L’autorizzazione del P.M. legittima solo «lo specifico accesso»

Un importante principio di diritto è stato da ultimo riaffermato dalla stessa Cassazione nella sentenza n. 4498 del 22.2.2013, relativa a un accertamento fondato sull’accesso della G.d.F. presso l’abitazione privata del contribuente.

Il ricorso di quest’ultimo era stato accolto dalla CTP e confermato dalla CTR per la considerazione che l’accesso era stato autorizzato dal P.M. presso l’abitazione del ricorrente, e non anche presso l’abitazione della sua convivente, dove era stato in effetti eseguito e dove era stata reperita la documentazione contabile.

Nell’ambito delle operazioni, la G.d.F. aveva agito estendendo l’indagine all’altra abitazione sulla base di una dichiarazione sostanzialmente confessoria del contribuente stesso, il quale aveva dichiarato di convivere con la signora ivi residente.

A questo riguardo, la Corte ha puntualizzato che l’autorizzazione del Procuratore della Repubblica «è stata prevista dal legislatore come opportuno filtro preventivo all’azione accertativa in materia fiscale in tutte le fattispecie coinvolgenti il “domicilio” del contribuente», inviolabile per disposizione costituzionale.
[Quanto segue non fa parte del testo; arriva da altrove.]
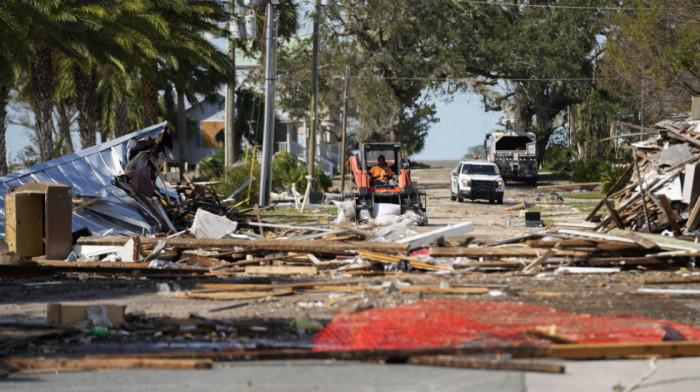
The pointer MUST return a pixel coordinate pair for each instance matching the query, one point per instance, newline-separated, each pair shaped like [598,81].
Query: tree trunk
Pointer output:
[42,88]
[120,115]
[181,130]
[150,100]
[64,126]
[87,102]
[4,98]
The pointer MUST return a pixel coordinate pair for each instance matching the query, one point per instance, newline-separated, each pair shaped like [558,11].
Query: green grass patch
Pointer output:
[583,207]
[292,216]
[583,195]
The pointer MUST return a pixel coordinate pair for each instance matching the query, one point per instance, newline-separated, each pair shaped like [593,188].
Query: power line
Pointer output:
[553,6]
[456,79]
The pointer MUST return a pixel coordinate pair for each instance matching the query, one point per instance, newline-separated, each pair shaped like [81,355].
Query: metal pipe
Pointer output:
[270,78]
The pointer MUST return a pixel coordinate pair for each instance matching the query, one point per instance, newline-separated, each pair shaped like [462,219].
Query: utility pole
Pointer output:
[314,97]
[270,78]
[344,129]
[229,133]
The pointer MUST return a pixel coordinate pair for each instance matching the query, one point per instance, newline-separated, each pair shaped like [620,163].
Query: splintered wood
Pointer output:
[659,191]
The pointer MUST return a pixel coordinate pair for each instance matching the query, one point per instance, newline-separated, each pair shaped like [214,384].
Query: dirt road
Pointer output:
[491,221]
[25,301]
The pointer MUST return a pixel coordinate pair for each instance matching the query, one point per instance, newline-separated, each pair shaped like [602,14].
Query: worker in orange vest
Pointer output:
[381,172]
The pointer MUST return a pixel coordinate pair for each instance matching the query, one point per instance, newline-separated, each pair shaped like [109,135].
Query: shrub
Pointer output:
[611,176]
[590,171]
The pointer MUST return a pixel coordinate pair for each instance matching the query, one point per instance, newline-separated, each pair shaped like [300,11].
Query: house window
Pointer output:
[213,134]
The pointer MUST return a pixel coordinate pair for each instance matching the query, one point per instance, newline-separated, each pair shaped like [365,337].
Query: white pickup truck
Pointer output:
[477,179]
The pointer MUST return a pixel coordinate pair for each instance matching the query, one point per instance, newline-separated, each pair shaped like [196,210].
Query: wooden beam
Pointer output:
[663,241]
[694,218]
[539,260]
[423,239]
[681,135]
[281,270]
[480,363]
[665,206]
[604,350]
[53,365]
[497,252]
[315,247]
[613,214]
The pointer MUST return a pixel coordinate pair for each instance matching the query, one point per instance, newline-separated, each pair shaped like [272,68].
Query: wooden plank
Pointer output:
[315,247]
[663,241]
[496,252]
[443,290]
[641,188]
[479,363]
[54,365]
[539,260]
[281,270]
[604,350]
[691,184]
[687,279]
[600,350]
[227,296]
[423,239]
[694,218]
[681,135]
[613,214]
[413,261]
[644,242]
[665,206]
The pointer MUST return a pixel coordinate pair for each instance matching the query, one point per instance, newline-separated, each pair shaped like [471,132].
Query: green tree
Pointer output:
[653,52]
[531,60]
[395,53]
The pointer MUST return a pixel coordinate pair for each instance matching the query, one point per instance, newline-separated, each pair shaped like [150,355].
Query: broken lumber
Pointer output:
[301,246]
[479,363]
[54,365]
[280,270]
[423,239]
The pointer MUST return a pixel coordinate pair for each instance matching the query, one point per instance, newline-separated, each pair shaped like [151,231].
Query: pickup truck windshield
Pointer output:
[480,169]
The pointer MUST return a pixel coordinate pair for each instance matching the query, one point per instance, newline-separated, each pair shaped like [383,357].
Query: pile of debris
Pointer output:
[117,188]
[664,184]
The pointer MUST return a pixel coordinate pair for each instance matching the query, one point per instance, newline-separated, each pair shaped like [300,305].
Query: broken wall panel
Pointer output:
[89,173]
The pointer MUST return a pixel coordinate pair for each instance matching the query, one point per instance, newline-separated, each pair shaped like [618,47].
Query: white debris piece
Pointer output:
[208,225]
[346,213]
[431,236]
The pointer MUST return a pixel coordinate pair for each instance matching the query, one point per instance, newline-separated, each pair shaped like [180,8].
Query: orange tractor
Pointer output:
[375,184]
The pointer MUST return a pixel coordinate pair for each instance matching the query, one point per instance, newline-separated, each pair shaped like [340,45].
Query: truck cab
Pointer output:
[477,179]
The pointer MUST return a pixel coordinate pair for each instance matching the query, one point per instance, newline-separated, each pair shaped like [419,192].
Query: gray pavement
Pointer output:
[678,375]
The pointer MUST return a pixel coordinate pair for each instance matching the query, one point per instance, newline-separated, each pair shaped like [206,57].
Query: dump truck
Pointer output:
[371,190]
[514,152]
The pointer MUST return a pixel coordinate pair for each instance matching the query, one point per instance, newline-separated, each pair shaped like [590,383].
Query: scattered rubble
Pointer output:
[130,224]
[659,191]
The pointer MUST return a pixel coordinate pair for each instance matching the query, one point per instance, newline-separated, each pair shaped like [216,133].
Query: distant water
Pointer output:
[438,163]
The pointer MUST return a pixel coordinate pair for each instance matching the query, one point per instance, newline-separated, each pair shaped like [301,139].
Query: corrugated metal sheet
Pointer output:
[89,173]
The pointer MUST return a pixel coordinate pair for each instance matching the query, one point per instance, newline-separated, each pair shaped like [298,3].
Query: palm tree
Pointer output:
[15,17]
[187,61]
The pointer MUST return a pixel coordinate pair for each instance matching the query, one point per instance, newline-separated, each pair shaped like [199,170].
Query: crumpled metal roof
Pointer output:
[90,172]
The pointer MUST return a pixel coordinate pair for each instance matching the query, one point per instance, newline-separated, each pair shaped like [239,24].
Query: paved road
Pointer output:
[678,375]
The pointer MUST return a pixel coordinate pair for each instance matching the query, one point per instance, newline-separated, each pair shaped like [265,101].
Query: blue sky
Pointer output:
[463,124]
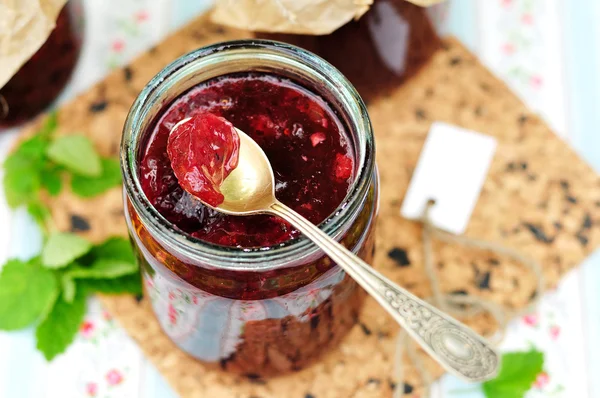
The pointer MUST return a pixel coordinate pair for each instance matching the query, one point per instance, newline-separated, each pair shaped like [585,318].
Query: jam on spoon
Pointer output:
[204,150]
[305,141]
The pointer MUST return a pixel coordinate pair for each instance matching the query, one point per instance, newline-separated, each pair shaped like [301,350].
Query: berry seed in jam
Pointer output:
[203,151]
[305,142]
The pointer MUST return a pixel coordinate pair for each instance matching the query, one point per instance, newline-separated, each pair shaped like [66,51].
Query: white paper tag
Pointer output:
[451,170]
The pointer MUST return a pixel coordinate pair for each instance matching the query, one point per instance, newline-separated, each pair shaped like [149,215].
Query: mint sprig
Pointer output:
[41,163]
[63,248]
[76,153]
[50,290]
[27,292]
[55,333]
[518,373]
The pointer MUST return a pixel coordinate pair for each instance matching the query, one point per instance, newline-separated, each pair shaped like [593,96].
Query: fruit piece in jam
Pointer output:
[203,150]
[304,140]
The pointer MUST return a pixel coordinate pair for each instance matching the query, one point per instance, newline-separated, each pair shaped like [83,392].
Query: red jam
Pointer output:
[304,141]
[203,150]
[42,78]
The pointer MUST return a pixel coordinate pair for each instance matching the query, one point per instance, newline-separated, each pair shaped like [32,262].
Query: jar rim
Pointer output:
[234,258]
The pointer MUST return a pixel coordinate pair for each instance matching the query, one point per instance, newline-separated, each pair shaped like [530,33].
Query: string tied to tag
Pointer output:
[460,306]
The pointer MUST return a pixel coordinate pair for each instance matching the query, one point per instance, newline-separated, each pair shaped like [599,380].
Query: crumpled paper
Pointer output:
[24,26]
[309,17]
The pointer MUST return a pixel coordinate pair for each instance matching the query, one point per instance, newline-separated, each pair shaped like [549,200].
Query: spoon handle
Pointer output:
[455,346]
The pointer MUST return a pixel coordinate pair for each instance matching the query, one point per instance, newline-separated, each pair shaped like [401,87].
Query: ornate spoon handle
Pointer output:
[455,346]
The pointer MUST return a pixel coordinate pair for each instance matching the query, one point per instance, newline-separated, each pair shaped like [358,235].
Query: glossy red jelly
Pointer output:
[203,151]
[41,79]
[304,141]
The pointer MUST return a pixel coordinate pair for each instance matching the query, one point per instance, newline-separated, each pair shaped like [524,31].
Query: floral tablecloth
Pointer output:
[542,48]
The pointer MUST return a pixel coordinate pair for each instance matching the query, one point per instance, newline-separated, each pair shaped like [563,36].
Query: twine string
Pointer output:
[459,306]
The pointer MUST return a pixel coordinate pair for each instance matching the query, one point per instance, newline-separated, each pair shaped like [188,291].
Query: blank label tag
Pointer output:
[451,170]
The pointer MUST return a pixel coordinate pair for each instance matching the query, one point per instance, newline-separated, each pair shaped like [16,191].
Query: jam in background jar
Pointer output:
[42,78]
[250,295]
[380,50]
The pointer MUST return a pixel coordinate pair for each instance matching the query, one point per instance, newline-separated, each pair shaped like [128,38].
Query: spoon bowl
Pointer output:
[249,188]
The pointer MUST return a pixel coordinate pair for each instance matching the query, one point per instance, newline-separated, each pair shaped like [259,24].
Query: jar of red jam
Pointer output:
[251,295]
[381,49]
[42,78]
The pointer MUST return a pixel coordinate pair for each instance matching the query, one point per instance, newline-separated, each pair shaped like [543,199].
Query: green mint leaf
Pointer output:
[27,292]
[104,268]
[69,288]
[50,125]
[38,211]
[21,186]
[62,249]
[128,284]
[60,327]
[32,149]
[77,154]
[51,180]
[92,186]
[517,374]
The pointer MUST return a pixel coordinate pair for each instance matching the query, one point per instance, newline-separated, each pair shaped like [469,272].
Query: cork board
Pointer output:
[539,197]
Detta autorizzazione non costituisce quindi un mero adempimento formale, perché richiede l’accertamento della sussistenza, nel caso specifico, degli specifici presupposti richiesti ai fini del superamento della previsione generale dell’art. 14 Cost.

In quanto «indefettibile presupposto di validità dell’acquisizione probatoria conseguita con l’accesso», lo stesso provvedimento può essere impugnato dal contribuente aventi il giudice tributario insieme con la contestazione della legittimità della pretesa tributaria avanzata dall’ufficio in forza di quell’acquisizione probatoria (a tale riguardo sono richiamate: Cass., SS.UU., n. 16424/2002; Cass., SS.UU., n. 11082/2010; Cass. n. 23595/2011 e n. 631/2012).

«In quanto così funzionalmente caratterizzata, l’autorizzazione in tema di accessi, ispezioni e verifiche da parte degli uffici finanziari dello Stato (o della guardia di finanza nell’esercizio dei compiti di collaborazione con detti uffici a essa demandati) legittima solo lo specifico accesso autorizzato, essendo la norma di stretta interpretazione e dovendosi, invero, limitare al massimo l’indubbio vulnus al principio costituzionale di inviolabilità del domicilio comunque derivante dalla previsione dell’accesso».

Correttamente, quindi, la CTR aveva ritenuto che l’accesso fosse stato eseguito in difetto della necessaria autorizzazione.

Il principio di diritto, in applicazione del quale è stato rigettato il ricorso per cassazione dell’Amministrazione, è stato pertanto affermato nei seguenti termini:

«In tema di accessi, ispezioni e verifiche da parte degli uffici finanziari dello Stato (e della guardia di finanza nell’esercizio dei compiti di collaborazione con detti uffici, a essa demandati), l’autorizzazione all’accesso data dal procuratore della Repubblica, ai sensi dell’art. 52 del DPR n. 633/1972, legittima solo lo specifico accesso in tal senso autorizzato; sicché in base a essa non è consentito agli uffici finanziari accedere in altri luoghi ove si ritenga che l’abitazione debba essere individuata in via di fatto».